You thought China could not do anything more than this? Well, China is also deploying the Peoples Liberation Army (PLA) to Myanmar’s border! According to The Irrawaddy, recently many Chinese soldiers and military trucks have arrived at the border.
That China is behind the military coup in Myanmar which has resulted in the indiscriminate killing of Burmese people has not been given a miss by the democracy and freedom-loving people of Myanmar. As such, anger has been growing against China in Myanmar, and Chinese factories, pipelines and infrastructure along with its embassy too, have come under attack. In March, the protestors torched at least ten Chinese-financed factories in Yangon’s Hlaing Tharyar Industrial Zone. Pro-democracy supporters in Myanmar have called for the Chinese Embassy in Yangon to be closed permanently, after the paper dragon last Thursday once again blocked a UNSC resolution condemning the military coup in Myanmar. Since February, the Chinese embassy in Yangon has been facing daily protests.

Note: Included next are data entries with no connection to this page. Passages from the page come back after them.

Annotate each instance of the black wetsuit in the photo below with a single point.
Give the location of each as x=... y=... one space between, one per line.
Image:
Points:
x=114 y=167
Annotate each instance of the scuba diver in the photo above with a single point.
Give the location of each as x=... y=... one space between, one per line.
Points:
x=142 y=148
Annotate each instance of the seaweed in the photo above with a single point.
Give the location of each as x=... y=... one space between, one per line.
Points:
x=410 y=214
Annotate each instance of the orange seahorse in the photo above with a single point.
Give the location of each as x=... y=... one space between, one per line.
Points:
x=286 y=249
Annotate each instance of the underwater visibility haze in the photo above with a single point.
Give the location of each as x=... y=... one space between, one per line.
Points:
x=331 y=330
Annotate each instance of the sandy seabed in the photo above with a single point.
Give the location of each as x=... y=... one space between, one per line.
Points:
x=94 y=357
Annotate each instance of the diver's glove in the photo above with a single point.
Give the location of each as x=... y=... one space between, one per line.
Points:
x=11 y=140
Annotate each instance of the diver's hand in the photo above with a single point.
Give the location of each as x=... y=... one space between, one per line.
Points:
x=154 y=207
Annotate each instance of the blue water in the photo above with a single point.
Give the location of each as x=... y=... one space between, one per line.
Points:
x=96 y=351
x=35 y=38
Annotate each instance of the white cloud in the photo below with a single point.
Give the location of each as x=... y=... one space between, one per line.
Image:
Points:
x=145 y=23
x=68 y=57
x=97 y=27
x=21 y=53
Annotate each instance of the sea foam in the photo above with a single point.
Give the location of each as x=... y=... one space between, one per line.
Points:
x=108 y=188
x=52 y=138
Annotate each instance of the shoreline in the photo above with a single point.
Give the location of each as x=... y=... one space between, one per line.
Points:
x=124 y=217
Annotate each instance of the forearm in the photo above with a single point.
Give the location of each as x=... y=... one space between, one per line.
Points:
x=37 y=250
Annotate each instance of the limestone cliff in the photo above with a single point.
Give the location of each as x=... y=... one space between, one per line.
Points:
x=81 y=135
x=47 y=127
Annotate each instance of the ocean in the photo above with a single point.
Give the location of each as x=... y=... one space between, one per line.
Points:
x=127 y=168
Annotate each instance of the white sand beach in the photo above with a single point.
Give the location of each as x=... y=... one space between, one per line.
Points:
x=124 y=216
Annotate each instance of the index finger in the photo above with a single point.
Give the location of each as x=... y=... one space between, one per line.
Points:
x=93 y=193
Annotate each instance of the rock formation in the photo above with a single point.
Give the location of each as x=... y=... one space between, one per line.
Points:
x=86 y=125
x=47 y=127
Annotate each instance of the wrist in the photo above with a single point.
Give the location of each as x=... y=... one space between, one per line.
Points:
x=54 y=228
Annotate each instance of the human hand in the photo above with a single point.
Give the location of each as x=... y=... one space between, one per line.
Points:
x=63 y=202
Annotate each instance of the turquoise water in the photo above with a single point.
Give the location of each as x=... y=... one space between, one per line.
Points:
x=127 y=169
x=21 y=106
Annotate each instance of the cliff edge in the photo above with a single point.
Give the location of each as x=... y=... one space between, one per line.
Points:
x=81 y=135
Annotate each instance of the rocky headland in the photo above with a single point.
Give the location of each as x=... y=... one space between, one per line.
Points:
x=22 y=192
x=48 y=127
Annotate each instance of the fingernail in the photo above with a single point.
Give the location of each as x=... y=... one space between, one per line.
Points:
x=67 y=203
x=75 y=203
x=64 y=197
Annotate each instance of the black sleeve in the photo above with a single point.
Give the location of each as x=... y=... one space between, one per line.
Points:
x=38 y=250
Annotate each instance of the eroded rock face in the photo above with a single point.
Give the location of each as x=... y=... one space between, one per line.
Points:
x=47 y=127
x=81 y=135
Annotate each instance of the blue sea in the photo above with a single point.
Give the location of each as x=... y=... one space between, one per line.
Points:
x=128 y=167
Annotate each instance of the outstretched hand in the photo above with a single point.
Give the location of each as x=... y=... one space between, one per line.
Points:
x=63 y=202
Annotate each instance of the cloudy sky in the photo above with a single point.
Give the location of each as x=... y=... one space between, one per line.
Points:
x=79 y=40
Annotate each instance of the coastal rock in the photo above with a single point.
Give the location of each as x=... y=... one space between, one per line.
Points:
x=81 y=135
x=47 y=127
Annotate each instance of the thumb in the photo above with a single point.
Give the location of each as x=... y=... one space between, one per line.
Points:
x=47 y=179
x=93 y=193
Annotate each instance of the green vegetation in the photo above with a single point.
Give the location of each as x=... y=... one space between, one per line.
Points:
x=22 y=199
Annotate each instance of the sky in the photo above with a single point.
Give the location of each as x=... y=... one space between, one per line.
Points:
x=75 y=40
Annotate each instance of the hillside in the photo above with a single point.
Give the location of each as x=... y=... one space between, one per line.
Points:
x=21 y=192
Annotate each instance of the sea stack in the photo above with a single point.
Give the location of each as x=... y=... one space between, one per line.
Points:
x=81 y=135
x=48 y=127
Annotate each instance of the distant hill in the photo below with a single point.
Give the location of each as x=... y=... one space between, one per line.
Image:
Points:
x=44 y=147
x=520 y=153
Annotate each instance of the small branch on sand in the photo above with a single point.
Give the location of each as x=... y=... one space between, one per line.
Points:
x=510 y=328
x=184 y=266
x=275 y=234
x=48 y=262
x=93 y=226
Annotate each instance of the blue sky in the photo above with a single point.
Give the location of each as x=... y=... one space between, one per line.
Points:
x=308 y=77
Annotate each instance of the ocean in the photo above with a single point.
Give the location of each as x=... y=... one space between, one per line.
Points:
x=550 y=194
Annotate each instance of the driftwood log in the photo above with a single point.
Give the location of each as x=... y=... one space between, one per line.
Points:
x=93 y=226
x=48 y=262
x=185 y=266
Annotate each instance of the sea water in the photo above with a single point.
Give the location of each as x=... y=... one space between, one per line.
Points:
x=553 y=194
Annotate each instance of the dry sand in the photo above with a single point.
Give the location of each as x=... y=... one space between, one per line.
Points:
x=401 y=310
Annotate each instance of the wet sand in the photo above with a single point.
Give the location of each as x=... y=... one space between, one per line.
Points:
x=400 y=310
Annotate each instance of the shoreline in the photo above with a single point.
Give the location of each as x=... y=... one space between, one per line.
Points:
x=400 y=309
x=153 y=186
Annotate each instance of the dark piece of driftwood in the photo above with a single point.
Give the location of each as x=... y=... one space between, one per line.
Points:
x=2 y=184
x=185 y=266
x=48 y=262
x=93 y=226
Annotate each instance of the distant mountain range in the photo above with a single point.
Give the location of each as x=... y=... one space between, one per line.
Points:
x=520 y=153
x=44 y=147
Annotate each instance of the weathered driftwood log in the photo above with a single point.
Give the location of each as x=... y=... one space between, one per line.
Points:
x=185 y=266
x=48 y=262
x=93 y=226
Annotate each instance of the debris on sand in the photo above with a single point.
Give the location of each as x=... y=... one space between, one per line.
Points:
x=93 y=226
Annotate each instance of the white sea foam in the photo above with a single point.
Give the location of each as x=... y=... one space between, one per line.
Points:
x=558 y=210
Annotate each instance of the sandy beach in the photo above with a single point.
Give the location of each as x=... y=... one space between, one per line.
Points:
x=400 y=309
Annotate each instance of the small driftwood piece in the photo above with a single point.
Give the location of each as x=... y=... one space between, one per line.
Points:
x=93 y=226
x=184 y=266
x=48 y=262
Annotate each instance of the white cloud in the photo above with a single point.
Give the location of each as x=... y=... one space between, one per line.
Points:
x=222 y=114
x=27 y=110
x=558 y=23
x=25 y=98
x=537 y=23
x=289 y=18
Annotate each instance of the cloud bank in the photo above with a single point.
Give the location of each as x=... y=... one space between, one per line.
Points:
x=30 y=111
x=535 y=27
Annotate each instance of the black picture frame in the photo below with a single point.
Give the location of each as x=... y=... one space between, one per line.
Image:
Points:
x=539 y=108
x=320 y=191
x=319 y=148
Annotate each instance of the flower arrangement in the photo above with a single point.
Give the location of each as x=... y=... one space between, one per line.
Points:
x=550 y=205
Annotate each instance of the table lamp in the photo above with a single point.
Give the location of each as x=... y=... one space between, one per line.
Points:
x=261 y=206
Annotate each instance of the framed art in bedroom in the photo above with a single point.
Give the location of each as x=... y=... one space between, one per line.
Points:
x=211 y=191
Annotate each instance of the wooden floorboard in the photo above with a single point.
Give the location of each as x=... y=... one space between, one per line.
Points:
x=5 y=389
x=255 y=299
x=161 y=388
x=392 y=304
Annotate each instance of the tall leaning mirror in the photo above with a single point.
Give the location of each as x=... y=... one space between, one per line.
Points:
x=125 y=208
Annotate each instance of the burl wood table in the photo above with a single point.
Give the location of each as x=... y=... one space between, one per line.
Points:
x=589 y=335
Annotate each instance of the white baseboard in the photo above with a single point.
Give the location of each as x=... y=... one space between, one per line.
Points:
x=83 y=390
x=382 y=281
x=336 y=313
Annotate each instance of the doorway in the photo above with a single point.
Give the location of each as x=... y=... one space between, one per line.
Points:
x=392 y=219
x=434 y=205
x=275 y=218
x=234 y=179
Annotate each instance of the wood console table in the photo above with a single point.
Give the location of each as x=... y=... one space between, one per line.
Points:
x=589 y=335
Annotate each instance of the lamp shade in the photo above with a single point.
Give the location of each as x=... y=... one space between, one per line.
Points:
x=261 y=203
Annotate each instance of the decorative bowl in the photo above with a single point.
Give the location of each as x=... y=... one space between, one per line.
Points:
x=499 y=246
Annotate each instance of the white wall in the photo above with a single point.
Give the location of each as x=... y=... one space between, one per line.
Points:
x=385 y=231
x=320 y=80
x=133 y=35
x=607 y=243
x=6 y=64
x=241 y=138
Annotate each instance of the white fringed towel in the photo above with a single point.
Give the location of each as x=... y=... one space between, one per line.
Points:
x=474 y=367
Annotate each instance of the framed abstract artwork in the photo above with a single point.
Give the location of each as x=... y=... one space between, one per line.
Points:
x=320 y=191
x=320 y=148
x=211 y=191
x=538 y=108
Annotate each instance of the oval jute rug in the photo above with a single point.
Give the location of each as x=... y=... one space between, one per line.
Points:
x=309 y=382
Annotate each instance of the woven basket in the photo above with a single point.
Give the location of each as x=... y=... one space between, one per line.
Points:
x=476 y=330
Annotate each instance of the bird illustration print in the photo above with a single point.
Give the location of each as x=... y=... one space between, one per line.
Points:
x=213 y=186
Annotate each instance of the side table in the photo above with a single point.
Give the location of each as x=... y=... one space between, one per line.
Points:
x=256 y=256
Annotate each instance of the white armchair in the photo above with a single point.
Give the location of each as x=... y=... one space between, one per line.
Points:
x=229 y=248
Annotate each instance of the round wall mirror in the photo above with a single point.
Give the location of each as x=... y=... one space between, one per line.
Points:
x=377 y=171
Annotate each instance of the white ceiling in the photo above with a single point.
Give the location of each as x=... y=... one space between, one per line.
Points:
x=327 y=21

The people of Myanmar are willing to blow up Chinese pipelines in the country. Under significant threat of being blown up is the 800-km twin pipeline project running from Kyaukphyu in Rakhine State on the Bay of Bengal through Magwe and Mandalay regions and northern Shan State to China. The scare within the CCP is palpable, as it ‘instructed’ the Burmese army in March to protect the oil and gas pipelines following the emergence of anti-Chinese sentiment and protesters threatening to blow up the pipelines.
In a development that signals that China has abandoned supporting insurgent and ethnic rebel groups in Myanmar to join hands with the Burmese military, the Arakan Army (AA) and its two-partner ethnic armed groups in the Brotherhood Alliance said that they are ready to join forces with all ethnic people in fighting against the Myanmar military regime if its brutal killing of anti-coup protesters continues. As a matter of fact, since the coup was effectuated, the ethnic rebel groups have been providing a safe haven for pro-democracy leaders and elected legislators.
In the works is a military and democratic coalition of sorts, which aims to fight the military junta in Myanmar. Last month, a cabinet minister in the Committee Representing the Pyidaungsu Hluttaw (CRPH) says that talks aimed at establishing a federal union in Myanmar were coming along well and that the groups were almost “80% there”. According to Myanmar Now, the CRPH, which consists mainly of MPs elected in last year’s election, has been negotiating with ethnic armed groups, political parties, and protest committees since it was formed after the military seized power on February 1. The goal of the CRPH is to establish a federal union in the areas dominated by the rebel groups, so as to fight an armed conflict with the Burmese military if that is what is needed to restore democracy in the country.
The military has always been the apex power centre in Myanmar, even during the short-lived democratic run of Myanmar which started in 2011. The Chinese-orchestrated coup, however, seems to have come as an opportunity for the people of Myanmar to rid themselves of the military once and for all. Already, the people of Myanmar have come to realise who the master supporting the military junta is. With the anti-China sentiment at an all-time high in Myanmar, and with the paper dragon’s critical projects and infrastructure in the country faced with the threat of being destroyed by angry pro-democracy protestors, the paper dragon’s gamble has gone awfully wrong in Myanmar. Its support for the Myanmar military is backfiring and people are constantly simmering with hatred for the CCP.